People v George
2019 NY Slip Op 07966 [177 AD3d 1045]
November 7, 2019
Appellate Division, Third Department
Published by New York State Law Reporting Bureau pursuant to Judiciary Law § 431.
As corrected through Wednesday, January 1, 2020


[*1]
 The People of the State of New York, Respondent,
v
Raymond C. George, Appellant.

Thomas F. Garner, Middleburgh, for appellant.

Susan J. Mallery, District Attorney, Schoharie (Michael L. Breen of counsel), for respondent.

Mulvey, J. Appeal from an order of the County Court of Schoharie County (Bartlett III, J.), entered October 2, 2017, which classified defendant as a risk level three sex offender pursuant to the Sex Offender Registration Act.

In full satisfaction of a 363-count indictment, defendant pleaded guilty to attempted rape in the first degree, rape in the second degree (two counts) and criminal sale of marihuana in the second degree (three counts) and was sentenced as a second felony offender to a term of imprisonment. As defendant's release date neared, the Board of Examiners of Sex Offenders prepared a risk assessment instrument that presumptively classified defendant as a risk level three sex offender (150 points). Following a hearing, County Court classified defendant as a risk level three sex offender, prompting this appeal.

Although defendant challenges the specific points assessed under risk factors 1, 2, 4, 8, 9 and 11, we find his arguments to be unpersuasive.[FN*]"The People must establish the proper risk level classification by clear and convincing evidence, which may include reliable hearsay such as the risk assessment instrument, case summary, presentence investigation report and statements provided by the victim to police" (People v Alexander, 170 AD3d 1382, 1384 [2019] [internal quotation marks and citations omitted], lv denied 33 NY3d 912 [2019]; accord People v LaShomb, 161 AD3d 1465, 1466 [2018]). Given the age of defendant's victims, his relationship to them and the "position of trust and authority within [their] family," and being mindful that "forcible compulsion is not synonymous with violence" and, therefore, requires "neither physical injury nor screaming or crying out" (People v Hartle, 159 AD3d 1149, 1152 [2018] [internal quotation marks and citations omitted], lv denied 31 NY3d 1082 [2018]), we are satisfied that the record as a whole supports the assessment of 10 points under risk factor 1 (use of violence).
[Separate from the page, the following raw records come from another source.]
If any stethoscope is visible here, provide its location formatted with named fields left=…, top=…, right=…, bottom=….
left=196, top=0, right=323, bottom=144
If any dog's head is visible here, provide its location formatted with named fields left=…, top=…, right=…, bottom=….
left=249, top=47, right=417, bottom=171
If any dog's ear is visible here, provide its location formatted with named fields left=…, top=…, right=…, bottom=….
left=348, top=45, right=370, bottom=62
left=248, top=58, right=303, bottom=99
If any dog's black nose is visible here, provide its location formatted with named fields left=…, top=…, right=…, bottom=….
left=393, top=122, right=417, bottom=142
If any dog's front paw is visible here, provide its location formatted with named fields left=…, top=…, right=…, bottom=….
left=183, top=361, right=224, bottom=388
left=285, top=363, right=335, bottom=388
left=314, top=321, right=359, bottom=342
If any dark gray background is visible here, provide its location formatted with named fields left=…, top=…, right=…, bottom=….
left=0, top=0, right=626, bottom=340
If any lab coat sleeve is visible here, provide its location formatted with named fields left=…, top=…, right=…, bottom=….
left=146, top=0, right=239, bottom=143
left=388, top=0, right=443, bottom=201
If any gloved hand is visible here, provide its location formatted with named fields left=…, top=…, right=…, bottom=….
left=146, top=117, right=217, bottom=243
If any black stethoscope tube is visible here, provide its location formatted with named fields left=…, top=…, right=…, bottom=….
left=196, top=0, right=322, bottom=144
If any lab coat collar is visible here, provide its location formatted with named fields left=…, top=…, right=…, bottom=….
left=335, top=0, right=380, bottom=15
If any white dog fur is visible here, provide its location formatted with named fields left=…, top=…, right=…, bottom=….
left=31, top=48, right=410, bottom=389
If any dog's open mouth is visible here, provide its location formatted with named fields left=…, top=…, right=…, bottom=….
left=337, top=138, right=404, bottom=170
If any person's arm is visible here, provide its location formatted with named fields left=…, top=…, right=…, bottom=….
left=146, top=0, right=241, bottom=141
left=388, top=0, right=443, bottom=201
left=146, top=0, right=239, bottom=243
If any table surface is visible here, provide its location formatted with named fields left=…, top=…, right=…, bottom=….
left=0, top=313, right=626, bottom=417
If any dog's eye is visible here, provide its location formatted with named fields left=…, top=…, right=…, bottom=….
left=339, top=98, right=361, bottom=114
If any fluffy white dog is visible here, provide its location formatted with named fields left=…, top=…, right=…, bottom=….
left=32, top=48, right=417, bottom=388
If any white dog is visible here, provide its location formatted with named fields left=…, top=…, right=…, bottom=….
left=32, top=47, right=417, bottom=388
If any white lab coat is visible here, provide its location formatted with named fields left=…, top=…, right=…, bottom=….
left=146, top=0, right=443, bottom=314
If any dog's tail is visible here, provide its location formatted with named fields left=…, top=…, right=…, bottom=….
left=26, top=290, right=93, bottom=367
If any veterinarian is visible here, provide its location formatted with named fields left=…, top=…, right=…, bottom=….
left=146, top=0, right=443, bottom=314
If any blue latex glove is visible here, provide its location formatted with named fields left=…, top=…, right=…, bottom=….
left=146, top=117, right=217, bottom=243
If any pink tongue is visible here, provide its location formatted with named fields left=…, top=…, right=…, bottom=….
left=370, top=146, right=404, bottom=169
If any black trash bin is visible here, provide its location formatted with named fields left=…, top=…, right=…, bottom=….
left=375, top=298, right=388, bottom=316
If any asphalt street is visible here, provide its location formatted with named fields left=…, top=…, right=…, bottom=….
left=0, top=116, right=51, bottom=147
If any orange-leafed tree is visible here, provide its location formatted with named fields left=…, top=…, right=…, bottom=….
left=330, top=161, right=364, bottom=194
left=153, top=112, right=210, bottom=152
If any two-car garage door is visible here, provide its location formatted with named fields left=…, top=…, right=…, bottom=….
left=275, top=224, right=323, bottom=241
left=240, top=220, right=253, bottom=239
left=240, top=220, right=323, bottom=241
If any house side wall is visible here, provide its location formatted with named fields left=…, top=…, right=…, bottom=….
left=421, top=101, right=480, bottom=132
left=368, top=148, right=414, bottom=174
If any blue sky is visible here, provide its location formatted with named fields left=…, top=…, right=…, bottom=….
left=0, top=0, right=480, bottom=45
We reach a similar conclusion as to risk factors 2 (sexual contact with victims) and 4 (duration of offense), as defendant's statement to the Board (as set forth in the case summary) and other information contained in the record demonstrates that defendant engaged in a continuing course of sexual contact, including sexual intercourse (see Sex Offender Registration Act: Risk Assessment Guidelines and Commentary at 10 [2006]; compare People v Hinson, 170 AD3d 1385, 1387 [2019]).
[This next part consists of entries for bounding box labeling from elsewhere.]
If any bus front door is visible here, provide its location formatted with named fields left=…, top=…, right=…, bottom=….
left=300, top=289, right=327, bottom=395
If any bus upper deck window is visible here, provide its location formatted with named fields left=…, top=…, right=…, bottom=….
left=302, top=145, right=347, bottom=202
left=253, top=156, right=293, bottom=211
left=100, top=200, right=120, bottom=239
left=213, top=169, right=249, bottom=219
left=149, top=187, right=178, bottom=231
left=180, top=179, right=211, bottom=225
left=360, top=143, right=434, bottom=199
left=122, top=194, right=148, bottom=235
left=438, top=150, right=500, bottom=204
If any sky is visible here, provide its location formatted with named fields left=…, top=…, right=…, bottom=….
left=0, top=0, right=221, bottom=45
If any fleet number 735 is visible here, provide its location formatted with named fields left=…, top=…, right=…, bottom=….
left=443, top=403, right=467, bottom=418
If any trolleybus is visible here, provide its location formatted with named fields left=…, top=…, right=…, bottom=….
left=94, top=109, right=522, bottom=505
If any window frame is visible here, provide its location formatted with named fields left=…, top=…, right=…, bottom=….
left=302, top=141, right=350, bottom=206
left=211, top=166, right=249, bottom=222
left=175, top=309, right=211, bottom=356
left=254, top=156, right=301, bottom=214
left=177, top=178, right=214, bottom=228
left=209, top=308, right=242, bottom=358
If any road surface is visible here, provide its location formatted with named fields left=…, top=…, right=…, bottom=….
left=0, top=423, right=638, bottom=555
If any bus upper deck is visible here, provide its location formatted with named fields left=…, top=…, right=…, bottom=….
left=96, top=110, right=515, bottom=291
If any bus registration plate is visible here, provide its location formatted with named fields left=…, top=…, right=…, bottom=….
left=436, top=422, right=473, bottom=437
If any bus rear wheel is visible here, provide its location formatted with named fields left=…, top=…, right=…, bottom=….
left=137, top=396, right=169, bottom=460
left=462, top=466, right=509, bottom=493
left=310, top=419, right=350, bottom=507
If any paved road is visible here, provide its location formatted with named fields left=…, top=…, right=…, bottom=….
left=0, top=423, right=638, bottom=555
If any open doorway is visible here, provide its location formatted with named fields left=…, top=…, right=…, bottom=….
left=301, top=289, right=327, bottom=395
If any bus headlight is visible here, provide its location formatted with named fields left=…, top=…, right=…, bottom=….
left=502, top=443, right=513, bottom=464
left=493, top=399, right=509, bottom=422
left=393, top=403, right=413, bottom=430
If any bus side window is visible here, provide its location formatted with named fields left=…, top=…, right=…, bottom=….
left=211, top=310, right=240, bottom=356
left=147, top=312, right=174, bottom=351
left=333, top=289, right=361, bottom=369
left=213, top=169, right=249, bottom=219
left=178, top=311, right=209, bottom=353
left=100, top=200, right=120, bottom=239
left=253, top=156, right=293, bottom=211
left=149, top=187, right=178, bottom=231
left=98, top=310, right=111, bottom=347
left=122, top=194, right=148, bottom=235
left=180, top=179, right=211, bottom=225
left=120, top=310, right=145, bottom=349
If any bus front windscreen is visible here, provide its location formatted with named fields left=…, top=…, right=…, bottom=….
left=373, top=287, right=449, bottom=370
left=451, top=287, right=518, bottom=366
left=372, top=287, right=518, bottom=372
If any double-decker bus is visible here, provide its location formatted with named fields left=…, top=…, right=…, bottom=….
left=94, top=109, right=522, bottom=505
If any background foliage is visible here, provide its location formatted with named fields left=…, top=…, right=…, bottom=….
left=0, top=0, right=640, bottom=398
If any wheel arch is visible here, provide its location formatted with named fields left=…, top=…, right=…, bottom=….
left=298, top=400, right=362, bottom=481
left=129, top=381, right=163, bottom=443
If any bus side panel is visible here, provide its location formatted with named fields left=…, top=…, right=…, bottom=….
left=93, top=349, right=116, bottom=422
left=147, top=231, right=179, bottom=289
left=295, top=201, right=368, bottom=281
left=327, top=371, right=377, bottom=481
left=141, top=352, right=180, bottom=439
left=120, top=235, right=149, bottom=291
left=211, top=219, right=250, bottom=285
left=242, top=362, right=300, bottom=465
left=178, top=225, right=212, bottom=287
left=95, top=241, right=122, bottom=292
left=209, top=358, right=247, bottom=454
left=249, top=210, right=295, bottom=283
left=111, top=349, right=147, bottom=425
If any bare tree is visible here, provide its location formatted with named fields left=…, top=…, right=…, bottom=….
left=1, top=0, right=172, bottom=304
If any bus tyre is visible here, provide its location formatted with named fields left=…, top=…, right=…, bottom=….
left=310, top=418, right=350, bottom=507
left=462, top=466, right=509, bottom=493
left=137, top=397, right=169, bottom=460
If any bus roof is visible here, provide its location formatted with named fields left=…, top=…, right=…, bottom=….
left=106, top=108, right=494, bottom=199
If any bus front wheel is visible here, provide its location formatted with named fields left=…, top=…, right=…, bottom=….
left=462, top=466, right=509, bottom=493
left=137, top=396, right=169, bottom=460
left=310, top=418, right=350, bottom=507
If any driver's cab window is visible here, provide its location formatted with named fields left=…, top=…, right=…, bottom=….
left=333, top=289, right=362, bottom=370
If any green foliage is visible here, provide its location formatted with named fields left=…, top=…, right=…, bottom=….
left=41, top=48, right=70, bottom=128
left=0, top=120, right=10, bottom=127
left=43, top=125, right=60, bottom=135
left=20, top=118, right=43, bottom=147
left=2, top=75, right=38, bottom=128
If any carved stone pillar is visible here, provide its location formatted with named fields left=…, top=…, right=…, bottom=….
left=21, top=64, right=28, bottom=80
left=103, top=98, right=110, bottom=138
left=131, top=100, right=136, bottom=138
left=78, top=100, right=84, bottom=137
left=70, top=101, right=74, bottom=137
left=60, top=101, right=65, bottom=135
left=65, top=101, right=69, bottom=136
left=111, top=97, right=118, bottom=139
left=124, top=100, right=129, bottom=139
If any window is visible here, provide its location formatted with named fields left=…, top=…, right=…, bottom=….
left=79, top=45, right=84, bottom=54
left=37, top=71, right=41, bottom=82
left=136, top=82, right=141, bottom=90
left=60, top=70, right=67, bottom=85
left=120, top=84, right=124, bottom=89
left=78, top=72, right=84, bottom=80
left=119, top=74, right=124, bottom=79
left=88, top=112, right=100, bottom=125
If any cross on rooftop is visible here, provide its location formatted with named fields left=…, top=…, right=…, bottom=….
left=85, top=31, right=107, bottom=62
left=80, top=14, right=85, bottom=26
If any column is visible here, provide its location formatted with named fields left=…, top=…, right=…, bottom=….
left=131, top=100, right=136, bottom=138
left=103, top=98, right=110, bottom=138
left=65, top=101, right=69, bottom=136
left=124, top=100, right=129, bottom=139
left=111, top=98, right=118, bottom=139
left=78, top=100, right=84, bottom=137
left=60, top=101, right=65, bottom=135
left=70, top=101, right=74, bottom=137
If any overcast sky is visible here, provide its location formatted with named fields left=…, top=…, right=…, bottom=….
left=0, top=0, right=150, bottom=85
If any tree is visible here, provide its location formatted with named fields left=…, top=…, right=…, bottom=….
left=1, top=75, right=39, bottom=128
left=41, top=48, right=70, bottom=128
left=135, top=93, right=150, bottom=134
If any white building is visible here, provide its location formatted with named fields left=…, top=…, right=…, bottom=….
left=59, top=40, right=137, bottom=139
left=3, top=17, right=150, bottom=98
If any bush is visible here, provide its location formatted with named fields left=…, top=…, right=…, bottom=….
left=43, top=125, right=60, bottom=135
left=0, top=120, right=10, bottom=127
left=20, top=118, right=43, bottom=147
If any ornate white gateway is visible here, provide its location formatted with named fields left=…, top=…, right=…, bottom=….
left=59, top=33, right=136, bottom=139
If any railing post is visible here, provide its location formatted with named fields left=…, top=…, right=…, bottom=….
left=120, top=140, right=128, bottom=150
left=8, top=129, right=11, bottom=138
As for defendant's challenges to the points assessed under risk factors 8 (age at first sex crime) and 9 (number and nature of prior crimes), the record reflects that defendant was convicted of sexual misconduct when he was 19 years old. Although sexual misconduct indeed is a class A misdemeanor (see Penal Law § 130.20), such conviction nonetheless constitutes a conviction of a sex crime for purposes of defendant's risk level classification (see Sex Offender Registration Act: Risk Assessment Guidelines and Commentary at 13 [2006]). Hence, defendant was properly assessed 10 points under risk factor 8. Contrary to defendant's argument, risk factor 9 does not require a conviction for a prior violent sex crime; rather, 30 points may be assessed under this risk factor for a conviction of, insofar as is relevant here, "a violent felony, a misdemeanor sex crime, or endangering the welfare of a child, or any adjudication for a sex offense" (Sex Offender Registration Act: Risk Assessment Guidelines and Commentary at 13 [2006]). As defendant previously was convicted of both a violent felony (attempted assault in the second degree) (see Penal Law § 70.02 [1] [c]) and a sex crime (sexual misconduct), the points assessed under this risk factor were entirely warranted (see generally People v Barney, 126 AD3d 1245, 1246 [2015], lv denied 25 NY3d 912 [2015]). With respect to risk factor 11 (history of drug or alcohol abuse), despite defendant's claimed sobriety, the record reflects that defendant was, by his own admission, smoking marihuana with the victims at the time of the underlying crimes and had a history of participation in substance abuse treatment programs—with mixed results (see People v Secor, 171 AD3d 1314, 1315 [2019]; People v LaShomb, 161 AD3d at 1467).

Finally, any assertion that defendant was promised a risk level one classification as part of the underlying plea agreement is belied by the record. Defendant's remaining contentions, to the extent that they are properly before us, have been examined and found to be lacking in merit.

Egan Jr., J.P., Clark and Devine, JJ., concur. Ordered that the order is affirmed, without costs.

Footnotes


Footnote *:To the extent that defendant references risk factor 10 in his brief, the risk assessment instrument reveals that the Board and County Court did not assess any points under this risk factor.